Open Shakespeare is a UK-based project to publish a fully open edition of Shakespeare’s works. It’s not trying to be another “Shakespeare on the Web,” just providing an HTMLized copy of the plays and works. Its goal is to produce a reusable package of free and open material, including the main source texts, encodings in various open formats including XML and PDF, ancillary material, a Python API, and other documentation and tools.

The project was formed under the aegis of the Open Knowledge Foundation, whose stated mission is the promotion and development of “open knowledge.”

“We have had quite a bit of contact with the Free Software Foundation and Creative Commons in one way or another,” says project leader Rufus Pollock, who is a member of the Creative Commons UK team, “but we aren’t working with either of them on anything specific at present.”

Pollock, along with main contributors Jo Walsh and Tom Chance, intends Open Shakespeare to be a complete showcase for the “open knowledge” concept: a good pedagogical example of how such works might be packaged and presented, and what APIs and software might be useful with them.

“There are obviously some really amazing big examples such as Wikipedia,” Pollock says, but he notes that there is still no such single work that constitutes a complete and self-contained open “package” in a software sense. He thought that the works of William Shakespeare would be a good subject to demonstrate this — it would be text-based, a body of work that most everyone is familiar with, and old enough to be safely in the public domain.

Finding free Shakespeare

A lot of minds have attempted to tackle the idea of Shakespeare on the Net. The Bard is represented by no fewer than 131 online publications — but finding a free distribution of the complete works is another matter.

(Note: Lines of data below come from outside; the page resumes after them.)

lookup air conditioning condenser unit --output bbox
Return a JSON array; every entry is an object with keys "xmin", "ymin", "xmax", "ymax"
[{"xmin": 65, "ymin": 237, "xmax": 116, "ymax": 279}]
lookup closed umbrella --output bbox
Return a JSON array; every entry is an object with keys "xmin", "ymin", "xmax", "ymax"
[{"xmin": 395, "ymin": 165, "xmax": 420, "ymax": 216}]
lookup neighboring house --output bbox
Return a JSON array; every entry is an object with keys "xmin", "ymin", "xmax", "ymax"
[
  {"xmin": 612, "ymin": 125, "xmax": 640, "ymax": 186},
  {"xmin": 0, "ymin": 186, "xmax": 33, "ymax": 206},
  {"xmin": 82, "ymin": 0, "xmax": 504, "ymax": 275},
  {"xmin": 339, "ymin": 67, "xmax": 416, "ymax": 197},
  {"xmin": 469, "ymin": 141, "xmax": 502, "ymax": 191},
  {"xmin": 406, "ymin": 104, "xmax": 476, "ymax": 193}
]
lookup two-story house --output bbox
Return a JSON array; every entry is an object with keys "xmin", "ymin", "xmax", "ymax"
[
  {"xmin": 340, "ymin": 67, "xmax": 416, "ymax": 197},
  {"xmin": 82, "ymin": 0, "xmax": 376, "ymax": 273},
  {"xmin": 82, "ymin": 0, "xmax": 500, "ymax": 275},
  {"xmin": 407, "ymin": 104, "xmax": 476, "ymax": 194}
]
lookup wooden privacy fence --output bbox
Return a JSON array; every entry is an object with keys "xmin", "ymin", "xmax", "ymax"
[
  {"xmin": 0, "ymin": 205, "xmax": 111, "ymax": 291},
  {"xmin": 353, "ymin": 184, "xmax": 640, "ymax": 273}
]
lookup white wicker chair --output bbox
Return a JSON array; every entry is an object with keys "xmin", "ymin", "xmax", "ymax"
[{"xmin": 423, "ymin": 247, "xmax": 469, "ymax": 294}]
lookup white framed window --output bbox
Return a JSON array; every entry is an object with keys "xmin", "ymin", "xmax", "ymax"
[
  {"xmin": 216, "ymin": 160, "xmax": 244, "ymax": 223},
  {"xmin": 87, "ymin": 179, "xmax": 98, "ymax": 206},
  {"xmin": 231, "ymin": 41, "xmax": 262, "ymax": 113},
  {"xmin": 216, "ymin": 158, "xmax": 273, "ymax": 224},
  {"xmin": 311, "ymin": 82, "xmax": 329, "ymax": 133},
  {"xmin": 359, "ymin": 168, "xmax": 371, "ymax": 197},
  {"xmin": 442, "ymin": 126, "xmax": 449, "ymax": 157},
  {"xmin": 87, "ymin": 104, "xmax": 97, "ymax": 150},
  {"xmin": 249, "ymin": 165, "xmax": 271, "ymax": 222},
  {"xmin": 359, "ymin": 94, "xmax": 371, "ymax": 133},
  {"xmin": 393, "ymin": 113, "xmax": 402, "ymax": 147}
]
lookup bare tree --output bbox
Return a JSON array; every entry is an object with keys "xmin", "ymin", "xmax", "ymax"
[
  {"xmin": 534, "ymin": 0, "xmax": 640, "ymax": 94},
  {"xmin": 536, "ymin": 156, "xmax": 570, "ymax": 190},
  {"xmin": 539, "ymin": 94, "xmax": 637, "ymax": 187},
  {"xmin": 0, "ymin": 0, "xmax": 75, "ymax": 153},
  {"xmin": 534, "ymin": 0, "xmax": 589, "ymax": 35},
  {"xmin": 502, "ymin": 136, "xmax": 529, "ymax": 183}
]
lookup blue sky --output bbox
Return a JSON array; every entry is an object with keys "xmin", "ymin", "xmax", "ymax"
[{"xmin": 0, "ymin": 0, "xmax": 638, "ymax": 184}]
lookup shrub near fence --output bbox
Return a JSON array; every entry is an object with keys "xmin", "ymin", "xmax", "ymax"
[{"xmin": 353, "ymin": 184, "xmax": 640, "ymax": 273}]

The obvious first stop in such a journey is Project Gutenberg, where plenty of Shakespeare texts appear — but as it turns out, about half of them are non-free works taken from The Library of the Future and The Complete Works of William Shakespeare CD-ROMs, and are copyrighted by the World Library.

To add further confusion, there’s another site, unaffiliated with Open Shakespeare, called Open Source Shakespeare.

Since Project Gutenberg does have public domain editions among their published Shakespeare works, Pollock was able to use them.

“You do have to go through and work out which are the public domain versions and which aren’t,” he says. “You also need to strip off all the Gutenberg stuff, since otherwise you are bound by the Gutenberg license.”

They also use the public-domain Moby editions. Still lacking are image scans of the source material. The first publication of Shakespeare’s complete plays, known today as the First Folio, has been widely reproduced in facsimile form, and is well-represented on the Internet — but those scans are not free or open at all.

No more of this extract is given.